BILLET - L'arrivée du pilote québécois Lance Stroll au sein du Championnat du monde de F1 est une extraordinaire nouvelle pour les amateurs (et promoteurs) de sport automobile québécois et canadiens. Mais tout de même, gardons-nous une petite réserve avant de crier au génie.

Un texte de Martin Leclerc

J'ai eu le privilège de couvrir la F1 pendant sept ans et ç'a été une expérience absolument extraordinaire. Par contre, la F1 est le sport majeur où les considérations financières ont le plus d'impact sur les résultats des compétitions et, surtout, sur l'identité des athlètes choisis pour faire partie des équipes. Et c'est une particularité avec laquelle j'ai toujours eu beaucoup de difficulté à composer.

Bien entendu, l'argent exerce une influence directe sur les résultats sportifs dans tous les sports professionnels. Par exemple, dans le baseball majeur, les Yankees de New York ont remporté plusieurs séries mondiales parce qu'ils étaient capables de s'offrir les meilleurs joueurs autonomes et de composer les meilleures formations. Mais personne n'a jamais payé sa place, ou bénéficié du soutien d'un généreux commanditaire, pour porter les pinstripes et patrouiller dans le champ centre des Yankees. Ni avec n'importe quelle autre équipe d'ailleurs.
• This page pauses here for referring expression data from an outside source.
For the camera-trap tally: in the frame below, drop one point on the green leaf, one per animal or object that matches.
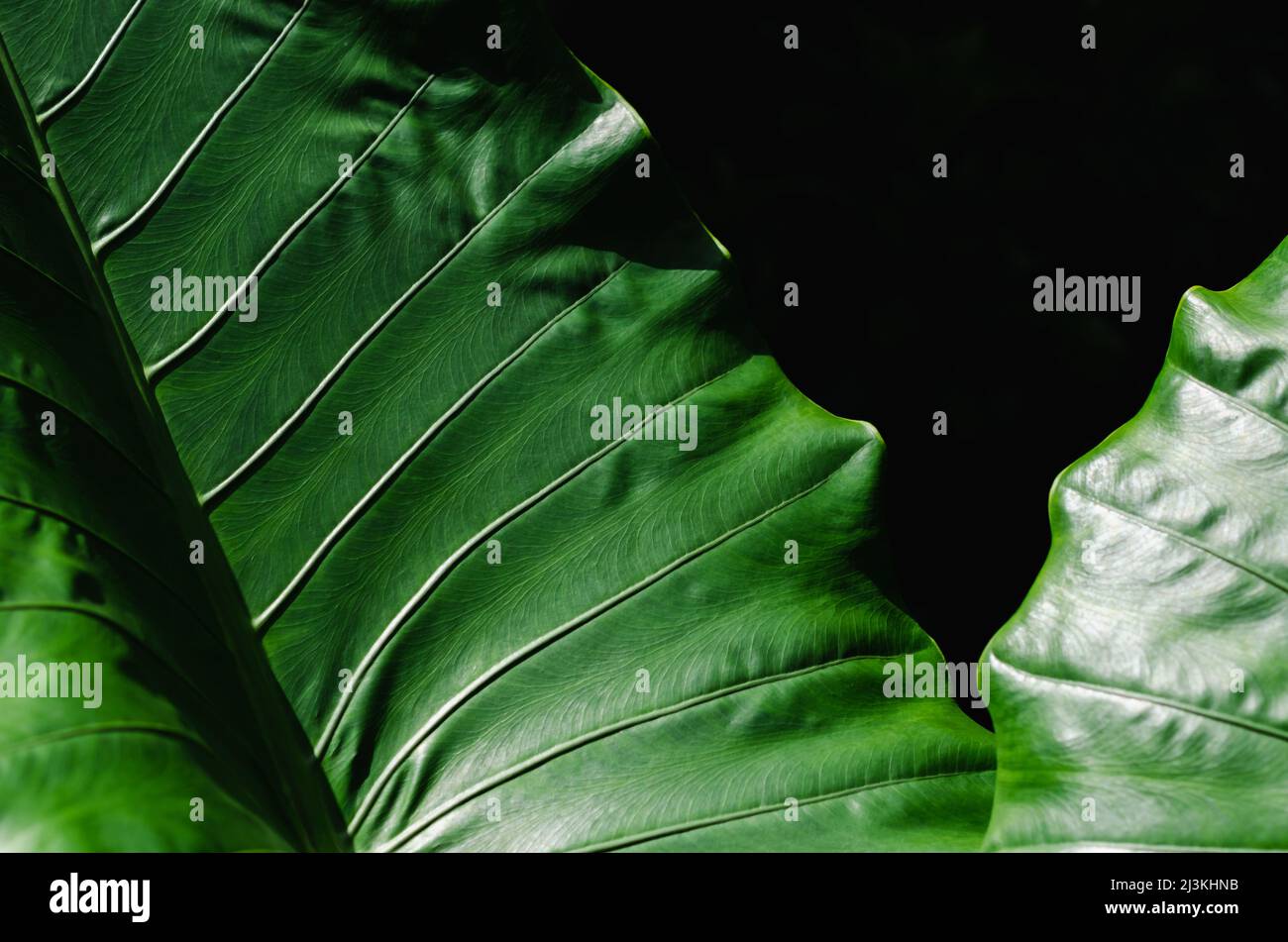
(493, 628)
(1140, 693)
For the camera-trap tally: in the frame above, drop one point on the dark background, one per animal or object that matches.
(917, 292)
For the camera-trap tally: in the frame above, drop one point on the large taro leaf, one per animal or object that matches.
(1140, 693)
(497, 629)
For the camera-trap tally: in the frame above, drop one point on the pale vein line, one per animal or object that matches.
(282, 242)
(763, 809)
(445, 808)
(31, 177)
(527, 650)
(398, 466)
(378, 325)
(465, 549)
(171, 177)
(1177, 536)
(55, 111)
(1215, 715)
(1232, 399)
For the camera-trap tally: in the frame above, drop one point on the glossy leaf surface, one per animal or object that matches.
(497, 628)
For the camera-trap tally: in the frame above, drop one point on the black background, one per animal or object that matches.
(814, 166)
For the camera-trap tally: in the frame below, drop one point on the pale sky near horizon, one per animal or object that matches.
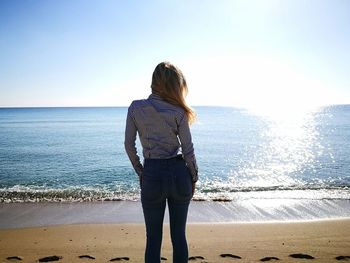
(247, 53)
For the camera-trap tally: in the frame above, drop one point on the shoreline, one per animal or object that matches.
(324, 241)
(20, 215)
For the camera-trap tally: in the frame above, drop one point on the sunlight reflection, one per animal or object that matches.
(290, 145)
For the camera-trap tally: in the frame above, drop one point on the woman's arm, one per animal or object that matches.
(130, 142)
(187, 148)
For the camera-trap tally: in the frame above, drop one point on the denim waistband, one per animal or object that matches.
(168, 160)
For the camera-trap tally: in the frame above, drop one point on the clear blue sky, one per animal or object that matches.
(237, 53)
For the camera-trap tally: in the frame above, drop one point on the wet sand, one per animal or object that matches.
(300, 241)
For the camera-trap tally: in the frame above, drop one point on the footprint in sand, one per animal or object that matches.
(87, 256)
(229, 256)
(303, 256)
(345, 258)
(50, 258)
(120, 259)
(13, 258)
(195, 258)
(269, 258)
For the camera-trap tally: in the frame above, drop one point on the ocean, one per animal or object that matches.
(77, 155)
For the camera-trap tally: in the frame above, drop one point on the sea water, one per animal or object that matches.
(77, 154)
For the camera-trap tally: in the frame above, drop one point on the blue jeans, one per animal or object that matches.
(166, 180)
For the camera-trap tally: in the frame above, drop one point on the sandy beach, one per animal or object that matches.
(323, 240)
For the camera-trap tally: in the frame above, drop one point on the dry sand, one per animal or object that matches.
(324, 240)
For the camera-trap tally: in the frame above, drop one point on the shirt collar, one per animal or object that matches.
(155, 97)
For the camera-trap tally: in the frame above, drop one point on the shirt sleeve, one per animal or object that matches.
(130, 142)
(187, 147)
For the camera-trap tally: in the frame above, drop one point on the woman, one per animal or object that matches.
(170, 171)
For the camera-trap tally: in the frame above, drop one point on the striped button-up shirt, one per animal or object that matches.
(163, 130)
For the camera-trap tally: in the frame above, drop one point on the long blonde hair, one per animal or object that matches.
(170, 84)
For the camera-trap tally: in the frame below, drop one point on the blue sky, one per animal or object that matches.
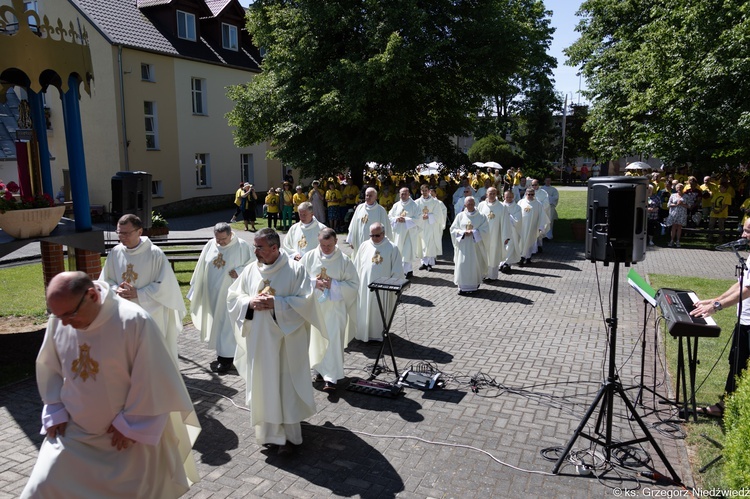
(565, 20)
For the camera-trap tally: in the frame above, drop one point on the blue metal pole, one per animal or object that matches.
(79, 189)
(40, 129)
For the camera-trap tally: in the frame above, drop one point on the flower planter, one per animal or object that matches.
(36, 222)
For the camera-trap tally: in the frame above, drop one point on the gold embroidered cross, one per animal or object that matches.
(219, 261)
(130, 275)
(84, 366)
(267, 290)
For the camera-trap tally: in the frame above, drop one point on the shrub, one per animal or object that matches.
(737, 441)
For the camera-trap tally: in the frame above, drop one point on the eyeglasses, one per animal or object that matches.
(72, 314)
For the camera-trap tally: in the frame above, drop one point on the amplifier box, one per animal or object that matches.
(420, 380)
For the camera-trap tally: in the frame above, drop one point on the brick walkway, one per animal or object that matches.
(538, 333)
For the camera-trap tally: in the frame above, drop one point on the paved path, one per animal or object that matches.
(538, 335)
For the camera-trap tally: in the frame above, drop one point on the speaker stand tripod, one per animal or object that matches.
(604, 401)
En F1, et dans le monde de la course automobile en général, c'est différent. Le meilleur pilote n'a aucune chance de gagner s'il n'est pas assis dans une monoplace compétitive (et donc, bien financée). Et le sport coûte tellement cher que les écuries moins nanties misent souvent sur des pilotes « payants », appuyés par des commanditaires, pour continuer à opérer.

On peut arguer tant qu'on veut que le sport motorisé fonctionne de cette manière et qu'il faut l'accepter. Le fait demeure : ça crée deux catégories de pilotes. Et ça n'existe nulle part ailleurs.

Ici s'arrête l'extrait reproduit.